The E6’s unibody holds inside a Mediatek 6589T quad-core CPU running at 1.5GHz and the Power VR SGX GPU. Although we were satisfied with the overall performance of the device, you’ll find a bit of lag occasionally. E6 does not have any expandable memory card slot but the phone tries to compensate the lack of expandable storage with 32GB of internal memory, giving ample room to store all your multimedia content as well as install large capacity apps and games. The E6 2000 mAh battery lasts pretty much more than a day on 3G network and Wi-Fi access.
On the network and calling front, the phone does a good job. The call quality, network quality are both excellent. One of the gripe that we have with Gionee is that it bundles some apps with the phone like the NQ mobile security, UC Browser, some games, and more, that cannot be uninstalled. Understandably, these are done to make the lives of the consumers easier but we wished Gionee would give an option to uninstall (or at least hide or disable them if the user don’t want to use them).

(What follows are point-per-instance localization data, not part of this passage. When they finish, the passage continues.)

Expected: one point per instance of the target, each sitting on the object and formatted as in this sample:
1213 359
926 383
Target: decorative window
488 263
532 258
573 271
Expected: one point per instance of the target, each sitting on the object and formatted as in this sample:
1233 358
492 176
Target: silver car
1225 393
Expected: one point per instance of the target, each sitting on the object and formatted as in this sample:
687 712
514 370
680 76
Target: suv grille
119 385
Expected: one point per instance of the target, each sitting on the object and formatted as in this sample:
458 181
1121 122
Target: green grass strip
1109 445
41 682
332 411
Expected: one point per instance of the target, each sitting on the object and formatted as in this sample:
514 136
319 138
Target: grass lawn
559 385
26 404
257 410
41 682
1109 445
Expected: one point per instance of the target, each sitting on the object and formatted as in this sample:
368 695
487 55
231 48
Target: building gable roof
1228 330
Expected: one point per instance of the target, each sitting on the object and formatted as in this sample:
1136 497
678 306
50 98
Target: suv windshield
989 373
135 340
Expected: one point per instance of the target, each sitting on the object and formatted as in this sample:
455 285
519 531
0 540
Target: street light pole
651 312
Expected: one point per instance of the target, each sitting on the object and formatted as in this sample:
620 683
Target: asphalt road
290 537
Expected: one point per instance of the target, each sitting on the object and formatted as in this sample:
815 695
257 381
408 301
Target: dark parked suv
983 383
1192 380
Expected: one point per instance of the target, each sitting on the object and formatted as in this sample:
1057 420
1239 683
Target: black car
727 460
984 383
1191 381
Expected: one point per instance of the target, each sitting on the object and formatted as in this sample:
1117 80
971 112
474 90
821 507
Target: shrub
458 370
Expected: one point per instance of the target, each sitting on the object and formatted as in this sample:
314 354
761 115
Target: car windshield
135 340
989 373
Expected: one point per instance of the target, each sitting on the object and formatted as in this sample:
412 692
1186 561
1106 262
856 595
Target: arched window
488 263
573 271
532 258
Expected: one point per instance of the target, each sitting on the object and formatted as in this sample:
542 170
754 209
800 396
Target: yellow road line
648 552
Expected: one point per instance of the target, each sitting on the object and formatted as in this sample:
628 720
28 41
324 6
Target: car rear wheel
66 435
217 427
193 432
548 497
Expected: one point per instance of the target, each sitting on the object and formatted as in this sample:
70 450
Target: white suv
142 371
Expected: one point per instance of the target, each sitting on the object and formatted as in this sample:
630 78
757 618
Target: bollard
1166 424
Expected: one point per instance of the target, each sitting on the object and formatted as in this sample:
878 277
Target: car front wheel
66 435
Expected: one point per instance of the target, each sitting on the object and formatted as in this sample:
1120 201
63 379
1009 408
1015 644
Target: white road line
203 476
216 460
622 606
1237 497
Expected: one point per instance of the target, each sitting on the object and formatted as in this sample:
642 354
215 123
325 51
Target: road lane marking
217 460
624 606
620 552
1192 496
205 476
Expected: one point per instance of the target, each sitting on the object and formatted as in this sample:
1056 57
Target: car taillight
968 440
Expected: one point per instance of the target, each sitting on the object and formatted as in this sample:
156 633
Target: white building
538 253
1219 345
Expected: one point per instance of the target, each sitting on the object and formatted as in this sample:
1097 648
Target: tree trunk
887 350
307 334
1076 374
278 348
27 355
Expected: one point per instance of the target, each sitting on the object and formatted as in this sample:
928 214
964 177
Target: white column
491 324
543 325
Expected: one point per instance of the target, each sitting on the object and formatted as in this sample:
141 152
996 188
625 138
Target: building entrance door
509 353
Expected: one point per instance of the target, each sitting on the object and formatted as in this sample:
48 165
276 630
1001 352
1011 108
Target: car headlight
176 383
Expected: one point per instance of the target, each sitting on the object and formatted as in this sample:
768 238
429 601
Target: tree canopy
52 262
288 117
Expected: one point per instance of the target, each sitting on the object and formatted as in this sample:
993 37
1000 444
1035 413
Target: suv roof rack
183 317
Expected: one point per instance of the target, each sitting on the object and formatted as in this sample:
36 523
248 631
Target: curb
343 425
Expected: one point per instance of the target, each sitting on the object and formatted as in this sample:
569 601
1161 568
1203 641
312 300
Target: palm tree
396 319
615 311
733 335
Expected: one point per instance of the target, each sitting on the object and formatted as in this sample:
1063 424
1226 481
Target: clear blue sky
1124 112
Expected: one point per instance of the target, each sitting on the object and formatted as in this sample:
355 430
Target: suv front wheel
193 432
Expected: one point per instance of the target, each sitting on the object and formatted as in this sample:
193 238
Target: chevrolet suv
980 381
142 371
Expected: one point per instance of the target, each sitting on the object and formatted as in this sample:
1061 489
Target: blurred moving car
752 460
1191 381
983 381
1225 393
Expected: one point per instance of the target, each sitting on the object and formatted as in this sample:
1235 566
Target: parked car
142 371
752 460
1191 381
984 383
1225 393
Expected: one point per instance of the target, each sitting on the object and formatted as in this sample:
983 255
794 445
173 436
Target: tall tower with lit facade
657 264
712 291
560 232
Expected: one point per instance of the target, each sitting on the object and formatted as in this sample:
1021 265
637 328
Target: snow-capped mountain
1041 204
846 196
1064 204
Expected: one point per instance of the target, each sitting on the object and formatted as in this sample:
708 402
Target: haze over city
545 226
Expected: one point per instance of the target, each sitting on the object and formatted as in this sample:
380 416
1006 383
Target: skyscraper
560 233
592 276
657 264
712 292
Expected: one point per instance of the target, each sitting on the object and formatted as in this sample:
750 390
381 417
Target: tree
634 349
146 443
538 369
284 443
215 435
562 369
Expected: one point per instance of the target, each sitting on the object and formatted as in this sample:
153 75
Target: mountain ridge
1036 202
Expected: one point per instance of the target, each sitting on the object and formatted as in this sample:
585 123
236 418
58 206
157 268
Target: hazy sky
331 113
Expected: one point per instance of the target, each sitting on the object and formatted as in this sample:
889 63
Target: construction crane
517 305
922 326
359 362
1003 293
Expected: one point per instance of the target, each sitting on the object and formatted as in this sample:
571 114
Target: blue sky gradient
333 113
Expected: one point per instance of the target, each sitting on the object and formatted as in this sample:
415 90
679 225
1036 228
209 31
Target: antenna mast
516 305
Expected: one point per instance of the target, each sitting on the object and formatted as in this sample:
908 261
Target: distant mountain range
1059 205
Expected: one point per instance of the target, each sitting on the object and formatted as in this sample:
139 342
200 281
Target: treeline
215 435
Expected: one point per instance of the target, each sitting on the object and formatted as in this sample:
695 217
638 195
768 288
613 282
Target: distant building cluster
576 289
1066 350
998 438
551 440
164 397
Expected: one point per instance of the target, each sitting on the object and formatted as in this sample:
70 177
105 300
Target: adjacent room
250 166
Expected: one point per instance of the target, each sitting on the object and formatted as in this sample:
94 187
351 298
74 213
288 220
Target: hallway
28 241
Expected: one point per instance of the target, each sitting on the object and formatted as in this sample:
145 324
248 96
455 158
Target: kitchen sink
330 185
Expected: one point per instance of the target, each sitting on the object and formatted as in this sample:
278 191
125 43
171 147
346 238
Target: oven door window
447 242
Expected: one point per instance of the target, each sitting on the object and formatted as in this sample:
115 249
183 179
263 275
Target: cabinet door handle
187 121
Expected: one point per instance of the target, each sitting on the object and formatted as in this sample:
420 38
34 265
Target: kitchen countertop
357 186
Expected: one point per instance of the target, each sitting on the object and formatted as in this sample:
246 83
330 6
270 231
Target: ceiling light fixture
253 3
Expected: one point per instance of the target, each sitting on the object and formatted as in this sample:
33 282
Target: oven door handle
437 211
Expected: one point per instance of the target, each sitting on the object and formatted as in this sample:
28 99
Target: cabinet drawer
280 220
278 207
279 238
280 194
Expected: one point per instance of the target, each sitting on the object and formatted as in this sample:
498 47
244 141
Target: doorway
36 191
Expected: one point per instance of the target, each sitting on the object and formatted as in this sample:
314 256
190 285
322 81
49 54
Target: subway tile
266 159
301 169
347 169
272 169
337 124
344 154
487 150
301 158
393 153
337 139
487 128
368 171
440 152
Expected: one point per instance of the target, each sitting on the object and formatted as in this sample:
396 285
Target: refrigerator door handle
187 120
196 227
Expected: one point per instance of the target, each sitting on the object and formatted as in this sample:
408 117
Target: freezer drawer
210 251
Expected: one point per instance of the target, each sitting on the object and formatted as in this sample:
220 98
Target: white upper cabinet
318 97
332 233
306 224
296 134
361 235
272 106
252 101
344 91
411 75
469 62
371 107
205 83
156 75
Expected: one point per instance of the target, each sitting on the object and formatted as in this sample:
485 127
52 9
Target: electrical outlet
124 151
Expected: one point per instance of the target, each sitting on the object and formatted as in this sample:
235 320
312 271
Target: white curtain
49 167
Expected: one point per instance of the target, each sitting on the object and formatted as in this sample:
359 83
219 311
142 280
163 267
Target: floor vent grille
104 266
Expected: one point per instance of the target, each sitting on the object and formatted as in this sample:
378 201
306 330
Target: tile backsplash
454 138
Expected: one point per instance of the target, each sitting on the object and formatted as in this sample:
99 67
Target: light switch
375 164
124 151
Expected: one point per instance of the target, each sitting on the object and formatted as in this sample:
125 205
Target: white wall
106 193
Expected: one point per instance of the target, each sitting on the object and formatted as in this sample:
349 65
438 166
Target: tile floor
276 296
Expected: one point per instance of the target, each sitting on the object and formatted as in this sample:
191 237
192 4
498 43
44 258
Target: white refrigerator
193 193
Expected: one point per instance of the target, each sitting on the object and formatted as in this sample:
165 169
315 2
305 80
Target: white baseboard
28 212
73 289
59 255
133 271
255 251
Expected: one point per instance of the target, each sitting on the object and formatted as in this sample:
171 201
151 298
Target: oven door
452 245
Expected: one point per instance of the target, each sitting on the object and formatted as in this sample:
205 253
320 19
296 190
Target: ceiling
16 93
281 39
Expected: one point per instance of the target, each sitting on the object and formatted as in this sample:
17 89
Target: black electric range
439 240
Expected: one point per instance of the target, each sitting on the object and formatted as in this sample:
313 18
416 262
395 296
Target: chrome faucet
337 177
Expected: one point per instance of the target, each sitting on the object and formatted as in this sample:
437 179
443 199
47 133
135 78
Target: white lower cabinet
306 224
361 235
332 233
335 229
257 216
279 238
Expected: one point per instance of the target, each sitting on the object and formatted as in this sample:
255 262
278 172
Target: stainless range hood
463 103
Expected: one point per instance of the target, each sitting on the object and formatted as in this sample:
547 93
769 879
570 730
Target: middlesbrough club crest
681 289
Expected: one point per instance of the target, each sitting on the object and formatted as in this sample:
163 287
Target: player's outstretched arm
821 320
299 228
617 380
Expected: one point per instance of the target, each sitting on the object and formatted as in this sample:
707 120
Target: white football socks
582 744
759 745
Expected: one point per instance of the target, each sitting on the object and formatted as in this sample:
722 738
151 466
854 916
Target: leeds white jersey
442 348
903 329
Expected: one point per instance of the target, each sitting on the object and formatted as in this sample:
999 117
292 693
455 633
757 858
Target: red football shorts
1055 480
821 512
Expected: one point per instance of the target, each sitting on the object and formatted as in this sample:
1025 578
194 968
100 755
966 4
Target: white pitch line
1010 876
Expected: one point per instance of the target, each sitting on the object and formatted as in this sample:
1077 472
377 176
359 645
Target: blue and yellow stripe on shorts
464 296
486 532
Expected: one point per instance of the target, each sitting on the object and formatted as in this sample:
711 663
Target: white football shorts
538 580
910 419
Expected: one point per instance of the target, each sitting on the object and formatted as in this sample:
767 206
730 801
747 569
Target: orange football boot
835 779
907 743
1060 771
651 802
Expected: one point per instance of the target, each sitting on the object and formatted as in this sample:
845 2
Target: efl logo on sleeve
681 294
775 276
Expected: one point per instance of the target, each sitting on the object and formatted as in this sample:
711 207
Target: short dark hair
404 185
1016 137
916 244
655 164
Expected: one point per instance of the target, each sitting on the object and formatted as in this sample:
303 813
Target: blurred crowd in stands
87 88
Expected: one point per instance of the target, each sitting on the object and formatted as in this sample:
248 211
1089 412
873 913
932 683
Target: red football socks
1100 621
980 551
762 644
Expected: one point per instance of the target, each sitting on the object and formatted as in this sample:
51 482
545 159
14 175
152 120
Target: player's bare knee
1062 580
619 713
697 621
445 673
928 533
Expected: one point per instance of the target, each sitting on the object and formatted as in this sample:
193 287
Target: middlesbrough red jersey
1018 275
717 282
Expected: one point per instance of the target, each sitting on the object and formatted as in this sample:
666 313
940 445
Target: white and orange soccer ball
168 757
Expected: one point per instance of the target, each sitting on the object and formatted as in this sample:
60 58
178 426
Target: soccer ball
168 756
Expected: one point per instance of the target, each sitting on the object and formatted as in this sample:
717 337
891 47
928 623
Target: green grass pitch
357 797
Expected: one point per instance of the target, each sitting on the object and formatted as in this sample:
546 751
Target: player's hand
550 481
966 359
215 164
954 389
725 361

On the imaging front, the E6 features a 13-megapixel rear camera and 5-megapixel front camera. The camera fares well in decently lit areas but gives below par performance in low light situations. The macro shots turn out to be pretty good and to spruce up the images, the phone comes with features like Face beauty, Panorama(Horizontal & Vertical), Eraser, Face detection, Geo-tagging, Touch focus, 99 snaps in one click, MAV, Gesture Shot, Smile Shot.
|Gionee Elife E6 Sample Shots|
You can check out the same images on our Flickr set.
The E6 currently retails for Rs.20,999 and given the fact that there are options for consumers in the form of Nexus 4, Samsung Galaxy S4 mini and more, it could be a tough sell for the company. We give full marks to Gionee for the design and build quality of E6, however, with the mediocre performance it misses our 5 star rating.